Grove Music Online presents this multi-part series by Don Harrán, Artur Rubinstein Professor Emeritus of Musicology at the Hebrew University of Jerusalem, on the life of Jewish musician Salamone Rossi on the anniversary of his birth in 1570. Professor Harrán considers three major questions: Salamone Rossi as a Jew among Jews; Rossi as a Jew among Christians; and the conclusions to be drawn from both.
Salamone Rossi as a Jew among Jews
What do we know of Salamone Rossi’s family? His father was named Bonaiuto Azaria de’ Rossi (d. 1578): he composed Me’or einayim (Light of the Eyes). Rossi had a brother, Emanuele (Menaḥem), and a sister, Europe, who, like him, was a musician. She is known to have performed as a singer in the play Il ratto di Europa (“The Rape of Europa”) in 1608. The court chronicler Federico Follino raved over her performance, describing it as that of “a woman understanding music to perfection” and “singing, to the listeners’ great delight and their greater wonder, in a most delicate and sweet-sounding voice.”
Salamone Rossi appears to have used his connections at court to improve his family’s situation, as in 1602 when Rossi wrote to Duke Vincenzo on behalf of his brother Emanuele:
The duke granted the request in order to “to show Salamone Rossi ebreo some sign of gratitude for services that he, with utmost diligence, rendered and continues to render over many years. We have resolved to confer the duties of collecting the fees on the person of Emanuele, Salamone’s brother, in whose faith and diligence we place our confidence.”

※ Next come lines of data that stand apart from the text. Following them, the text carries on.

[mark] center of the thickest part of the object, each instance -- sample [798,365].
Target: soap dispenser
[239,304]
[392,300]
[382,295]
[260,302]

Until now, it has been thought that Rossi earned his livelihood from his salary at the Mantuan court, and since the salary was—by comparison with that of other musicians at the court—very small, Rossi tried to supplement it by earning money on the side by investments. From 1622 on he was earning 1,200 lire, a large sum of money for a musician whose annual wages at the court were only 156 lire. Rossi needed the money to cover the cost of his publications and to support his family.
Rossi’s situation within the community can only be conjectured. By “community,” we are talking about some 2,325 Jews living in the city of Mantua out of a total population of 50,000. True, Rossi was its most distinguished “musician” and his service for the court would have brought honor on the Jewish community. But because of his non-Jewish connections, he enjoyed privileges denied his coreligionists. In 1606, for example, he was exempted from wearing a badge. The badge was shameful to Jews who, in their activities, were in close touch with Christians, as were Rossi and other Jews who performed before them as musicians or actors or who engaged in loan banking.
As other “privileged” Jews, Rossi occupied a difficult situation: his Christian employers considered him a Jew, yet the Jews probably considered him an outsider. He could choose from two alternatives: convert to Christianity to improve his situation with the Christians; or solidify his position within the Jewish community, which he probably did whenever he could by representing its interests before the authorities and by providing compositions for Jewish weddings, circumcisions, the inauguration of Torah scrolls, and for Purim festivities. All this is speculative, for we know nothing about these activities. We are better informed about Rossi’s role in the Jewish theater, whose actors were required to prepare each year one or two plays with musical intermedi. Since the Jews were expected to act, sing, and play instruments, their leading musician Salamone Rossi probably contributed to the theater by writing vocal and instrumental works, rehearsing them and, together with others, playing or even singing them.
It was in his Hebrew collection, however, that Rossi demonstrated his connections with his people. His intentions were good: after having published collections of Italian vocal music and instrumental works, Rossi decided, around 1612, to write Hebrew songs. He describes these songs as “new songs [zemirot] that I devised through ‘counterpoint’ [seder].” True, attempts were made to introduce art music into the synagogue in the early seventeenth century. But none of these early works survive. Rossi’s thirty-three “Songs by Solomon” (Ha-shirim asher li-Shelomoh) are the first Hebrew polyphonic “songs” to be printed. Here is an example from the opening of the collection, “Elohim, hashivenu”.
Good intentions are one thing; the status of art music in the synagogue is another. The prayer services made no accommodation for art music. Rossi’s aim, to quote him, was to write works “for thanking God and singing [le-zammer] to His exalted name on all sacred occasions” to be performed in prayer services, particularly on Sabbaths and festivals.